Almost a year after the CZU Lightning Complex fires ripped through California’s oldest state park, portions have finally started to reopen as extensive restoration continues — and as the 2021 wildfire season begins.
The new nature center at Rancho del Oso in Davenport, the seaward side of Big Basin Redwoods State Park, opened up to visitors at the end of May, along with the Marsh Trail that crosses Waddell Creek. Bathrooms, parking lots and picnic areas are also open to the public.
This marks a small but important step in what has been and will continue to be a long and intensive road to restoration. The rest of the park, located 17 miles north of Santa Cruz, remains closed for the time being.
A big focus for the next year will be developing new exhibits for the nature and history center, partially funded by a grant from the nonprofit Save the Redwoods League, said Elizabeth Hammack, manager of interpretation and communications for the Santa Cruz District of the California State Parks system.
Hammack has been significantly involved with the Big Basin restoration efforts after the CZU Lightning Fire destroyed more than 90 percent of the park, including historic buildings, in August 2020. The fire will be a significant part of the park’s go-forward plans in terms of exhibits and programming, including short films, a photo archive and an oral history project, Hammack said.
“We’ve equipped staff and docents with information about the fire (and the restoration efforts),” said Hammack, who has worked as a seasonal interpreter since 1987.
Encouraging signs
A big part of the work she has done over the years has been the park’s interpretative panels, which are still standing, having survived the blaze. She’s also been touched by the resilience of nature.
“We are seeing wildflowers pop up everywhere — there’s so much regrowth, it’s really encouraging,” she said.
Technically, the CZU Lightning Complex fire isn’t fully extinguished; acres of roots are still smoldering below the surface. That has led to a handful of flare-ups in recent months, including one that burned roughly 7 acres in May. And, along with the threat of new fires, that’s shaping the way the park will be restored.
“We are seeing wildflowers pop up everywhere — there’s so much regrowth, it’s really encouraging.”
Elizabeth Hammack, California State Parks
“A lot of people have asked about whether we’ll build the same way it was, but (it’s hard to say) as we’re still cleaning up,” said Hammack. “Climate change will be at the forefront of the reimagining.”
Her colleague, Mark Hylkema, a long-time archaeologist and tribal liaison for the Santa Cruz District of California State Parks, echoes that statement.
“This is an ongoing process,” said Hylkema, who has spent the past several months inventorying and documenting all of the park’s resources and features.
Preserving history
It is also a painstaking process that has included identifying properties eligible for the state or national historic registries, auditing and documenting records, even conducting drone surveillance to capture everything. It includes working closely with PG&E, Cal Fire, the Federal Emergency Management Agency and other organizations involved with the clean-up to ensure everything is done in accordance with historical preservation guidelines.

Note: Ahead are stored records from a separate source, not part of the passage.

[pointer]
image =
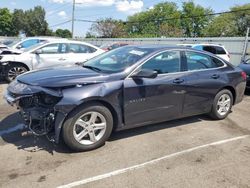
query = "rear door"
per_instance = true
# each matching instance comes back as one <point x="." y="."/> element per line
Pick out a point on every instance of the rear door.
<point x="80" y="52"/>
<point x="204" y="79"/>
<point x="148" y="100"/>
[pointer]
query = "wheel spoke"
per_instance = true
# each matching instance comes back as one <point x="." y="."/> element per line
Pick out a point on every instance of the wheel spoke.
<point x="92" y="136"/>
<point x="81" y="135"/>
<point x="99" y="126"/>
<point x="81" y="123"/>
<point x="93" y="117"/>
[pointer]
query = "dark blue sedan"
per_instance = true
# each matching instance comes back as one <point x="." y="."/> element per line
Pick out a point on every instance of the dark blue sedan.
<point x="125" y="88"/>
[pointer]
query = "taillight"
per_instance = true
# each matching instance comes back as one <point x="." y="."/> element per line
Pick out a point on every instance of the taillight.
<point x="244" y="75"/>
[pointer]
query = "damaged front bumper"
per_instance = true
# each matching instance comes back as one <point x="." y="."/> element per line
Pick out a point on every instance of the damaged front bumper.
<point x="37" y="107"/>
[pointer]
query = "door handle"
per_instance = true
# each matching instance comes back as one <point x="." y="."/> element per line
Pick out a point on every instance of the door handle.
<point x="178" y="81"/>
<point x="215" y="76"/>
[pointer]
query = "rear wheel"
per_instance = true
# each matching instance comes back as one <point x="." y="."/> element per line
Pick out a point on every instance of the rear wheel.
<point x="222" y="105"/>
<point x="13" y="71"/>
<point x="88" y="127"/>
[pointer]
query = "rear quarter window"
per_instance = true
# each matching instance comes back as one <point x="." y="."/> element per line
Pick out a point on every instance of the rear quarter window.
<point x="220" y="50"/>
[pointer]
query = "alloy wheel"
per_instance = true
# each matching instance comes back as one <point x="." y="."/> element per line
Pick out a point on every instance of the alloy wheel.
<point x="223" y="104"/>
<point x="15" y="71"/>
<point x="89" y="128"/>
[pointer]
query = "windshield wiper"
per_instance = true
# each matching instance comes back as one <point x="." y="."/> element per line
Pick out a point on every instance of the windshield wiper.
<point x="92" y="68"/>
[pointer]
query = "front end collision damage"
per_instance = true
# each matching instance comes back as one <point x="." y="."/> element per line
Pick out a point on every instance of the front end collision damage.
<point x="45" y="109"/>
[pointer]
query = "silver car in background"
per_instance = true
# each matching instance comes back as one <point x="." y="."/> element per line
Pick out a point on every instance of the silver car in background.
<point x="45" y="55"/>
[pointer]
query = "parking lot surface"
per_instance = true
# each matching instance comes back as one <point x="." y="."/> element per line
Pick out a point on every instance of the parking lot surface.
<point x="190" y="152"/>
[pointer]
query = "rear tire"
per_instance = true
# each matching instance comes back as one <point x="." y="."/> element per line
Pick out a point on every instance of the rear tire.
<point x="87" y="127"/>
<point x="14" y="70"/>
<point x="222" y="105"/>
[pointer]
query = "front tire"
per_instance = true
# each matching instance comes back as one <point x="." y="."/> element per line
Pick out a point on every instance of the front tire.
<point x="87" y="127"/>
<point x="13" y="71"/>
<point x="222" y="105"/>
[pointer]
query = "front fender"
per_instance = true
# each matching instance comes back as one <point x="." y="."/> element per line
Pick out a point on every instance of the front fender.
<point x="107" y="93"/>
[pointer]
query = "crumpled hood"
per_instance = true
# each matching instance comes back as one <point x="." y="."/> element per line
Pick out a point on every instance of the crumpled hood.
<point x="62" y="77"/>
<point x="245" y="67"/>
<point x="10" y="51"/>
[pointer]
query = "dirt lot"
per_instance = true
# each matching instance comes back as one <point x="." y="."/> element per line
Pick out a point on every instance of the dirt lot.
<point x="191" y="152"/>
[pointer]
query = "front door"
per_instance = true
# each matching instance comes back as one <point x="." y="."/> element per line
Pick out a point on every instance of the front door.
<point x="149" y="100"/>
<point x="204" y="81"/>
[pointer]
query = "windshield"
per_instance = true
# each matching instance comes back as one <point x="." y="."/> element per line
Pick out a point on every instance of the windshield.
<point x="117" y="60"/>
<point x="33" y="47"/>
<point x="14" y="43"/>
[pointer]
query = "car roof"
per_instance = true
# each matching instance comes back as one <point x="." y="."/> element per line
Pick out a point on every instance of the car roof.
<point x="156" y="47"/>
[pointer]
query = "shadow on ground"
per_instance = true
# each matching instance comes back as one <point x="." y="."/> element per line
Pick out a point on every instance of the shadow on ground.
<point x="23" y="140"/>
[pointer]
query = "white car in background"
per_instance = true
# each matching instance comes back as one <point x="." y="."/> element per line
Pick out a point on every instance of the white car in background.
<point x="45" y="55"/>
<point x="216" y="49"/>
<point x="17" y="46"/>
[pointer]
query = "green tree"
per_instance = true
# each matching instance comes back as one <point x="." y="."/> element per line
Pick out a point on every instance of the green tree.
<point x="108" y="28"/>
<point x="193" y="20"/>
<point x="241" y="18"/>
<point x="221" y="26"/>
<point x="149" y="22"/>
<point x="64" y="33"/>
<point x="230" y="24"/>
<point x="19" y="21"/>
<point x="36" y="25"/>
<point x="6" y="26"/>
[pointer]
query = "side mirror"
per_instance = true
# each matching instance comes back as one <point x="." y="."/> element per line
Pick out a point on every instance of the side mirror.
<point x="144" y="73"/>
<point x="19" y="46"/>
<point x="39" y="51"/>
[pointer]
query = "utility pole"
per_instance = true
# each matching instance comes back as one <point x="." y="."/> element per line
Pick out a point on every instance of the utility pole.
<point x="73" y="19"/>
<point x="243" y="57"/>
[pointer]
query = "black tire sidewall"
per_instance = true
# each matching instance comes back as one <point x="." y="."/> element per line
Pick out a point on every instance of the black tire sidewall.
<point x="214" y="113"/>
<point x="68" y="126"/>
<point x="10" y="67"/>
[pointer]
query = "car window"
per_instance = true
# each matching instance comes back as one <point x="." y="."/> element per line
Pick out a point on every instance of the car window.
<point x="198" y="61"/>
<point x="80" y="48"/>
<point x="118" y="59"/>
<point x="210" y="49"/>
<point x="56" y="48"/>
<point x="166" y="62"/>
<point x="29" y="43"/>
<point x="220" y="50"/>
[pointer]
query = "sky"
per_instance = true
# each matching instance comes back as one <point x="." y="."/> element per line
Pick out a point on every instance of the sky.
<point x="59" y="11"/>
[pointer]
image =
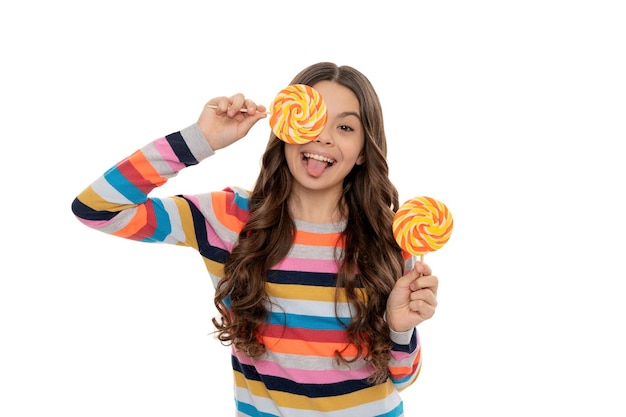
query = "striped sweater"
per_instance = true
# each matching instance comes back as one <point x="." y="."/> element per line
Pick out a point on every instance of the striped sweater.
<point x="298" y="375"/>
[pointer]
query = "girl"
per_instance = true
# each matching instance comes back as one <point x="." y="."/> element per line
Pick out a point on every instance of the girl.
<point x="318" y="302"/>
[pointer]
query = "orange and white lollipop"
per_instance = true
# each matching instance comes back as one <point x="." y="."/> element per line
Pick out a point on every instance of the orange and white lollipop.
<point x="298" y="114"/>
<point x="422" y="225"/>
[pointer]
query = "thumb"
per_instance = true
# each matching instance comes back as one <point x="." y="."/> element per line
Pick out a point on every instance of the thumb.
<point x="405" y="281"/>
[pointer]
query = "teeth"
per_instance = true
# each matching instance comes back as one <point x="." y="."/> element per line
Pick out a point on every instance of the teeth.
<point x="318" y="157"/>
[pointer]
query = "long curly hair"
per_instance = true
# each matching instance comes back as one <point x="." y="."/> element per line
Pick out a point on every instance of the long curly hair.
<point x="369" y="202"/>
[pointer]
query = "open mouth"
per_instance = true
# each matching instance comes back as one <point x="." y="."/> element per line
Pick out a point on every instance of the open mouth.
<point x="316" y="164"/>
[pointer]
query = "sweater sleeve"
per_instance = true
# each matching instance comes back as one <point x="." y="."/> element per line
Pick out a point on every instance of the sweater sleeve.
<point x="406" y="358"/>
<point x="117" y="203"/>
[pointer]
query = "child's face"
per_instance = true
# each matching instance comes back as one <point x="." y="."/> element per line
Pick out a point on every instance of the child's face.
<point x="325" y="162"/>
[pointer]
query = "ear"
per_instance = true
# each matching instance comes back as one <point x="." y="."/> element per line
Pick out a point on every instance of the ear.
<point x="361" y="159"/>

“We’ve re-recorded everything (of what was) and now the future question is, ‘what will it be?” Hylkema said of the restoration process. “Everyone has their own ideas of what it should be and what it will look like next.”
Preserving tribal ancestral sites is also core to this process, he said, and in fact, state parks employees have found some of these sites were larger than they originally realized. And this means even more care must be taken when it comes to debris clean-up and preserving these newly exposed tribal sites. A silver lining is that this also is leading to new ways of working with the park’s Native American partners to tell the stories that weren’t told back when the Big Basin Redwoods State Park visitors’ center was established in 1936, Hylkema said.
“We want those tribal voices heard,” he said, adding that there is a new opportunity to rethink the way the park’s stories and history are told. “Their heritage is being considered.”
There’s an also an opportunity, he said, to evaluate the use of more ecologically sound building materials as the parks system determines how it will replace buildings destroyed by the fire, including the park’s headquarters. There are a lot of conversations to be had and many stakeholders involved in what almost everyone agrees is going to be a long and ongoing process. At this point, there’s no defined timeline for when the other parts of Big Basin Redwoods State Park will be able to reopen.
“We’re here for the long haul and so is the forest,” Hylkema said.